# putting a skull in my tank



## MR.FREEZ (Jan 26, 2004)

i have an old skull i want to put in my tank 
im going to boil it a few times might even bleach it so its nice and white then boil it a few more times how will this affect my water chemistry


----------



## Bigkrup444 (Oct 6, 2003)

Was it made for an aquarium? OR is it a real skull. If it is a real skull it might throw your parameters outta whack, But i dunno. If you have an unused tank i would test it out before adding it in with your 's


----------



## 360 (Dec 3, 2003)

Bigkrup444 said:


> Was it made for an aquarium? OR is it a real skull. If it is a real skull it might throw your parameters outta whack, But i dunno. If you have an unused tank i would test it out before adding it in with your 's


 good point

never realized how much those fake mean-looking skulls could be! those suckers go for damn near $50-60!!!


----------



## Guest (Feb 6, 2004)

Is it a big skull?

Bones contain alot of Calcium phosphate, so in an aqaurium they may degrade and raise your pH and increase the concentration of total dissolved solids (TDS).

That being said, there are several people on this board who have skulls in their display tanks and they haven't mentioned any problems with their water parameters caused by the skulls.

I wouldn't wash the skull in bleach because the skull has so many crevices, you may not be able to rinse it all off, even with dechlorinators. Then the bleach will slowly leach out into your tank water.


----------



## DonH (Jan 25, 2003)

Bullsnake said:


> Is it a big skull?
> 
> Bones contain alot of Calcium phosphate, so in an aqaurium they may degrade and raise your pH and increase the concentration of total dissolved solids (TDS).
> 
> ...


 I think bones are primarily calcium carbonate. Not phosphate... If it were phosphate, it would more likely decrease pH while carbonates increase it. The calcium component will also increase the general hardness of your water (as well as TDS). This all depends on how acidic your water is in the first place.


----------



## MR.FREEZ (Jan 26, 2004)

thankx i think ill try and get a fake one instead of risk it


----------



## Guest (Feb 7, 2004)

DonH said:


> I think bones are primarily calcium carbonate. Not phosphate...

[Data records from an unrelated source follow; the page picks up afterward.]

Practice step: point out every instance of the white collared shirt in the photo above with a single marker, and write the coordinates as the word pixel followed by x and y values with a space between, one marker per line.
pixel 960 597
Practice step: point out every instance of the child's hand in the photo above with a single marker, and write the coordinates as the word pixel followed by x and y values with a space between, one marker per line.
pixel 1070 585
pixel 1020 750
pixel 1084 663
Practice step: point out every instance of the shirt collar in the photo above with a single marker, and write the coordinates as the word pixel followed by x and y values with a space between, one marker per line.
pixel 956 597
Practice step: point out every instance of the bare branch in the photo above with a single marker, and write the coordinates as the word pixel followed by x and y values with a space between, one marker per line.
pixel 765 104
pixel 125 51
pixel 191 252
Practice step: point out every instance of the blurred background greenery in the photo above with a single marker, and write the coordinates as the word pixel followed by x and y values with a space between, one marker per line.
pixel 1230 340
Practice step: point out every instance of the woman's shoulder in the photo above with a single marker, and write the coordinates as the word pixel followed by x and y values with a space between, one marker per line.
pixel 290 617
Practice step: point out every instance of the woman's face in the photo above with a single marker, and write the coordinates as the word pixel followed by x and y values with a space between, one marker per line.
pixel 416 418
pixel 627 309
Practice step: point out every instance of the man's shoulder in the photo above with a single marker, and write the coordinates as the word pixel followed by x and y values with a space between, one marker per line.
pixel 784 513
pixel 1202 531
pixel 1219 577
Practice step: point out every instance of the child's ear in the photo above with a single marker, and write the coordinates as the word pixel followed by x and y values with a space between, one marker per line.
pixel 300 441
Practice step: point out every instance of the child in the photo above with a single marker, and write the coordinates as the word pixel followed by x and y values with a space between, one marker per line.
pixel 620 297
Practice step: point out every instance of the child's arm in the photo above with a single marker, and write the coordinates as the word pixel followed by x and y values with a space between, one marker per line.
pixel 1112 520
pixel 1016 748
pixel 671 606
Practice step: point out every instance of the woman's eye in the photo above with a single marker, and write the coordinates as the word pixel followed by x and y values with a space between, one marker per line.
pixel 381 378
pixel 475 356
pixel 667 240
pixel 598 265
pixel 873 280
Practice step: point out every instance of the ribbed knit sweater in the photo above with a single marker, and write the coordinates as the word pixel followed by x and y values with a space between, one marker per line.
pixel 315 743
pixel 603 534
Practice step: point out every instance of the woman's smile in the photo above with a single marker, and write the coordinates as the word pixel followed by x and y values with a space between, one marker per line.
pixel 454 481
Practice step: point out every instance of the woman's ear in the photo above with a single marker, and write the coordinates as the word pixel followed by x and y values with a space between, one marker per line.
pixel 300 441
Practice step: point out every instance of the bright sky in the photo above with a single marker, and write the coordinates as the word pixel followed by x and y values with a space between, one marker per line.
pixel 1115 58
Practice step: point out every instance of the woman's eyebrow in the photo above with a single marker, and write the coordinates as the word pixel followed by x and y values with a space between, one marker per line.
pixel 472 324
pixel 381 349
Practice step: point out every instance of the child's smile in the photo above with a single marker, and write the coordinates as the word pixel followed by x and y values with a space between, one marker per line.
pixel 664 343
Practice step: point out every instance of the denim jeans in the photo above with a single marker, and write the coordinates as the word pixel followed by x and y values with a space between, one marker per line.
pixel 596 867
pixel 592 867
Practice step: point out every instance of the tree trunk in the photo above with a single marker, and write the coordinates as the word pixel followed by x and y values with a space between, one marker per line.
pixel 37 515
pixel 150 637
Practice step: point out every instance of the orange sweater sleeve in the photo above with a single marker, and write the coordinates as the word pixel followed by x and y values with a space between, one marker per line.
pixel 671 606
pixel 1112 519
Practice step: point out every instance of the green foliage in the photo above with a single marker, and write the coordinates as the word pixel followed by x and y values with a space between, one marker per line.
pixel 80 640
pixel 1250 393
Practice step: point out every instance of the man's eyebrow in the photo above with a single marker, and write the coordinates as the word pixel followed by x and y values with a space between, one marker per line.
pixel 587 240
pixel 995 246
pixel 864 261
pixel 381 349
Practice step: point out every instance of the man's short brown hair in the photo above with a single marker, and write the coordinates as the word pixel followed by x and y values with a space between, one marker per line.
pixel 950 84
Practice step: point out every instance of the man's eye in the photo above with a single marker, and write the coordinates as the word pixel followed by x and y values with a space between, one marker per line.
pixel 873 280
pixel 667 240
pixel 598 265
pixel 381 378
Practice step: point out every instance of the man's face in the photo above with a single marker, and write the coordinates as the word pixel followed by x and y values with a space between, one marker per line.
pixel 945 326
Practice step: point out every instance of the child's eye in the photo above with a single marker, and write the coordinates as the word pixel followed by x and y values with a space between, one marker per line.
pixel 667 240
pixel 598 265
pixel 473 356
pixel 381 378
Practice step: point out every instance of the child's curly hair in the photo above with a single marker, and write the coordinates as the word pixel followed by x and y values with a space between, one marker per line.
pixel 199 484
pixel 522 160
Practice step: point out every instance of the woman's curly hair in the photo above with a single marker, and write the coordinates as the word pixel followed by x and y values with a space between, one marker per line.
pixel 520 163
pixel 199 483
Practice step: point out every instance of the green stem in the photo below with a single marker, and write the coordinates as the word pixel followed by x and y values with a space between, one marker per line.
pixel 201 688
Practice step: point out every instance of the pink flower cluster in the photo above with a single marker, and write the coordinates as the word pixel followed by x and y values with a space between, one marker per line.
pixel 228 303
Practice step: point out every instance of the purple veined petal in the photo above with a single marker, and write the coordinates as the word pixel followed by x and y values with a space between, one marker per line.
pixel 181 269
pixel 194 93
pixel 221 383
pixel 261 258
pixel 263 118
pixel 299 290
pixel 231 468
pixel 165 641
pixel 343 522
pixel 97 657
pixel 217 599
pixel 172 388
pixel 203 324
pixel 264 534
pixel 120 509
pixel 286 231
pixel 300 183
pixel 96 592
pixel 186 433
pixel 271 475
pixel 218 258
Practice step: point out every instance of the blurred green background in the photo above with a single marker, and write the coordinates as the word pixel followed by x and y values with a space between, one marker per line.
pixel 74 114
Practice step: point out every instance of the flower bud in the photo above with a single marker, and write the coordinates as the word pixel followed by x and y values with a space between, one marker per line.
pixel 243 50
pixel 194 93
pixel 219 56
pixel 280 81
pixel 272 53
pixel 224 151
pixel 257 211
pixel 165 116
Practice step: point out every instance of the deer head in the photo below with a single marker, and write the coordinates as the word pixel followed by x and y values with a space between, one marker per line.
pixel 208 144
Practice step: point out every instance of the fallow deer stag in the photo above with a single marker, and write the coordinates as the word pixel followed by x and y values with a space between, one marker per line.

No, shells and corals are made of calcium carbonate. Bones are primarily Calcium phosphate. I found this quote on the web:


> From Miller's Anatomy Of The Dog, 2nd Edition, W. B. Saunders Co., page 112: "Bone is about one third organic and two thirds inorganic material. The inorganic matrix of bone has a microcrystalline structure composed principally of calcium phosphate."
> Bone, then, is composed mainly (two-thirds) of calcium phosphate.


----------



## CrocKeeper (Dec 26, 2003)

> i have an old skull i want to put in my tank
> im going to boil it a few times might even bleach it so its nice and white then boil it a few more times how will this affect my water chemistry


If you were to boil/bleach/boil the skull, it would more than likely disarticulate.


----------



## DonH (Jan 25, 2003)

Bullsnake said:


> No, shells and corals are made of calcium carbonate. Bones are primarily Calcium phosphate.


 You're right. I double checked and human bone is only 10% calcium carbonate. Ooops..


----------



## thePACK (Jan 3, 2003)

like this one


----------



## Atlanta Braves Baby! (Mar 12, 2003)

I think the safest route would be to just go with a fake one. The make some these days that dont look half bad.


----------



## MR.FREEZ (Jan 26, 2004)

its a bit different then that one PACK but it did come from a living thing


----------



## IDONTKARE47 (Jan 5, 2004)

i put a fake skull that looks really real and neat that i bought from spencers or was it hot topic well anyway i just bleach it and then wash it onec and then put it in and had it in there ever since. well good luck with your idea


----------



## redpiranhas4 (Feb 23, 2003)

i had real one boiled it several times but after 3 mnths started to go soft and break up in my tank plus little bits of food get inside and start to rot


----------



## MR.FREEZ (Jan 26, 2004)

i got some fake ones to put in now and my friend gave me an ideal today to set my tank up like a cemetery cant wait to post pics of it soon


----------